How Do I Eject a CD From My Apple?
Although it wasn’t always the case, virtually every Apple Macintosh computer sold today has a built-in CD or CD/DVD drive, the only exception being the MacBook Air. Although the Mac’s hardware ranks high in dependability among users and tech experts alike, there are occasional situations when a CD or DVD is unable to be ejected from the computer using traditional methods. There are several other ways to eject a stuck disc.
Things You'll Need
- Large paperclip
Quit all open applications. A common reason why a CD won’t eject is because it is “In Use”–meaning that files on the CD are currently being accessed. For example, if a PowerPoint deck that is on the CD is open, the finder will not allow you to eject the CD until that document is closed. If you’re copying files from a CD to your hard drive, you will have to wait until the process completes before ejecting the CD. Another common cause is when an audio CD is being imported into iTunes.
Press the “Eject” key on the upper-right of the keyboard (indicated by an upward-pointing triangle icon). If you are using a third-party keyboard that doesn’t have an eject key or if that key is damaged on your Apple keyboard, this method won’t work.
Grab the CD icon on the desktop and drag it into the trash, holding down the mouse or track pad button until the trash is highlighted. An alternate way to accomplish this is to right-click (or Command-Click) on the CD icon on the desktop and select “Eject” from the pop-up list. If there is a CD in the drive, but it doesn’t appear on the desktop, then open “Preferences” from under the “Finder” menu and confirm that “CDs, DVDs and iPods” is enabled. Once you close this window, the CD icon should appear on the desktop. If your desktop is extremely cluttered, you may not see the mounted CD; so open a new finder window (Apple-N) to see if the disc appears in the left-hand column.
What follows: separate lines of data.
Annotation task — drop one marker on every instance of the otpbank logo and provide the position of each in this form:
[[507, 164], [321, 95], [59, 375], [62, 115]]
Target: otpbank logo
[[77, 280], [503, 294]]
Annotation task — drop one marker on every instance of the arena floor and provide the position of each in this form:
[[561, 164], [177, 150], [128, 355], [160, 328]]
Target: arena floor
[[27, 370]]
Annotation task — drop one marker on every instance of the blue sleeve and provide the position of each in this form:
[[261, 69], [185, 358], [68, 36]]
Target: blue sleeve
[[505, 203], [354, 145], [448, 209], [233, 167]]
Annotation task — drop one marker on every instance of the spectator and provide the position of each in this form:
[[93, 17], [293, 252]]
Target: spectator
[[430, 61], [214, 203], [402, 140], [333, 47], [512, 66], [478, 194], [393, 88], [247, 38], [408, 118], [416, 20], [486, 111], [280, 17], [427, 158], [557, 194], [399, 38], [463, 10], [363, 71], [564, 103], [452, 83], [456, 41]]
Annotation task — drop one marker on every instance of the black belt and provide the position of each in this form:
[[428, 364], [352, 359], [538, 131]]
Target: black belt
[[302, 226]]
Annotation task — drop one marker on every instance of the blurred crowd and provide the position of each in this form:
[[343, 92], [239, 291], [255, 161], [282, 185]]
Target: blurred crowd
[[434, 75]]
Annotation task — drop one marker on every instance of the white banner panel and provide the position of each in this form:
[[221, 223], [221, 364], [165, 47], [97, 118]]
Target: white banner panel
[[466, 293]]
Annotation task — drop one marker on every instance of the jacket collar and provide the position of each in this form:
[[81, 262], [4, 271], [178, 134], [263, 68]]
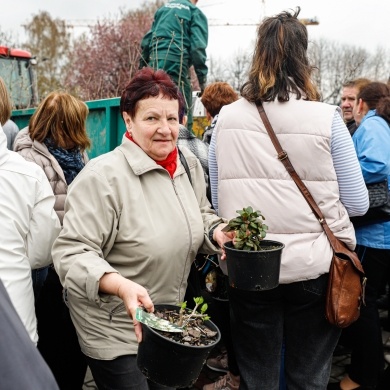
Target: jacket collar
[[4, 152]]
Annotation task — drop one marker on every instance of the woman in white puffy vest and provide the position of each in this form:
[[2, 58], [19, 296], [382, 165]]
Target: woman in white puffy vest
[[247, 171]]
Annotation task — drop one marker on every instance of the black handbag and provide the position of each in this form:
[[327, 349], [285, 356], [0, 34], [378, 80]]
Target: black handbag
[[379, 210]]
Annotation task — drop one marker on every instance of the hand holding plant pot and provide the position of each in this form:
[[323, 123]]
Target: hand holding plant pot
[[253, 263]]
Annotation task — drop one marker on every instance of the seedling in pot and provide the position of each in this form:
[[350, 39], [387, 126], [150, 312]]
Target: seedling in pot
[[250, 229]]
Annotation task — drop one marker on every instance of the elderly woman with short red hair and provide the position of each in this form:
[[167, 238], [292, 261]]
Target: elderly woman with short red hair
[[132, 227]]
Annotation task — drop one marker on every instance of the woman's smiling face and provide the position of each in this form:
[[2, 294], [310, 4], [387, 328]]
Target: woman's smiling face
[[155, 127]]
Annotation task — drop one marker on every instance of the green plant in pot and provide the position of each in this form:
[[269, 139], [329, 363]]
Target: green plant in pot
[[253, 263], [175, 358]]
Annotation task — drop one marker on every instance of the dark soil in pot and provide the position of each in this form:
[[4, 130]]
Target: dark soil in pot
[[254, 270], [175, 359]]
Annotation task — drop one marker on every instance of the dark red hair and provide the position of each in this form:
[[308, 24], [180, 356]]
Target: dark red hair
[[147, 83]]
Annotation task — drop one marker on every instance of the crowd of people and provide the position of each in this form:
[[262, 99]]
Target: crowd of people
[[85, 243]]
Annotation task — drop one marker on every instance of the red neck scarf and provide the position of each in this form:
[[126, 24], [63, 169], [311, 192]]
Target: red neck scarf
[[170, 163]]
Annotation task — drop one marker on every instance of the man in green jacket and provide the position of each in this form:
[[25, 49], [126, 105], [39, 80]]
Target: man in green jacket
[[178, 39]]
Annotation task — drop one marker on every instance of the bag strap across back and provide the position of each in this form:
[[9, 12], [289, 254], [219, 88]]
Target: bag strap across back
[[335, 243]]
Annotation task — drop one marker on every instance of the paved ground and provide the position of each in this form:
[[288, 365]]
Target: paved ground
[[340, 363]]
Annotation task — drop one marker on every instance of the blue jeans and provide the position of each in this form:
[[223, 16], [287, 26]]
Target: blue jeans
[[365, 335], [38, 277], [293, 313]]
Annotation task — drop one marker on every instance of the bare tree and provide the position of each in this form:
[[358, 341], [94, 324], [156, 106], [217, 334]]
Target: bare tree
[[238, 69], [104, 61], [335, 64], [7, 39], [48, 40], [377, 66]]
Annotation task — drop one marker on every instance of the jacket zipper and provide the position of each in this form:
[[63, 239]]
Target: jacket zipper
[[188, 226]]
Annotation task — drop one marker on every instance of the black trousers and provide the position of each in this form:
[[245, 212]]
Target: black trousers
[[58, 343]]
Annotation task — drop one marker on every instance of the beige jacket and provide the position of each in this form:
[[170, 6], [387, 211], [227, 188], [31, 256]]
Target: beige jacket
[[37, 152], [249, 173], [124, 214]]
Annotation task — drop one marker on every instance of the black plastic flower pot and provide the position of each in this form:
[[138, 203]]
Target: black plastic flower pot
[[168, 362], [254, 270]]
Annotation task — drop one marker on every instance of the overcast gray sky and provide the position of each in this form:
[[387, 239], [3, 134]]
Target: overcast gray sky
[[363, 23]]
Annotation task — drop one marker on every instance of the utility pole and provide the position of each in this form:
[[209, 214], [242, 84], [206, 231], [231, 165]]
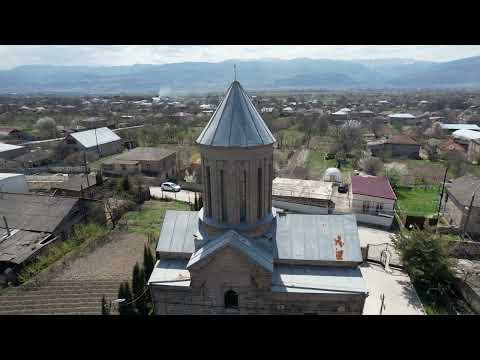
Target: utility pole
[[441, 195], [468, 215]]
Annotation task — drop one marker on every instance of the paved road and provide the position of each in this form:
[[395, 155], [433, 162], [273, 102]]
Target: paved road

Reboot your Mac while holding down the mouse button or track pad button to force the computer to eject the CD. This method works virtually all the time with tray-loading Macs, but not always with slot-loading models. If there’s a damaged disc or disc drive, you may hear the computer attempt to spit out the CD, and then you will have to resort to hardware methods as described in Step 5.
Straighten out a large paperclip and use needle-nose pliers to make a small 90-degree angle “hook” at the end. Unplug the Mac, remove the battery if you’re working on a laptop and use the paperclip to grab the CD by the middle hole. Once you’ve hooked it, give it a sharp, quick pull to remove it. This may damage the media; so only use this method if all others fail.
Tips & Warnings
- Don’t force any objects thicker than a paperclip into slot-loading CD drives.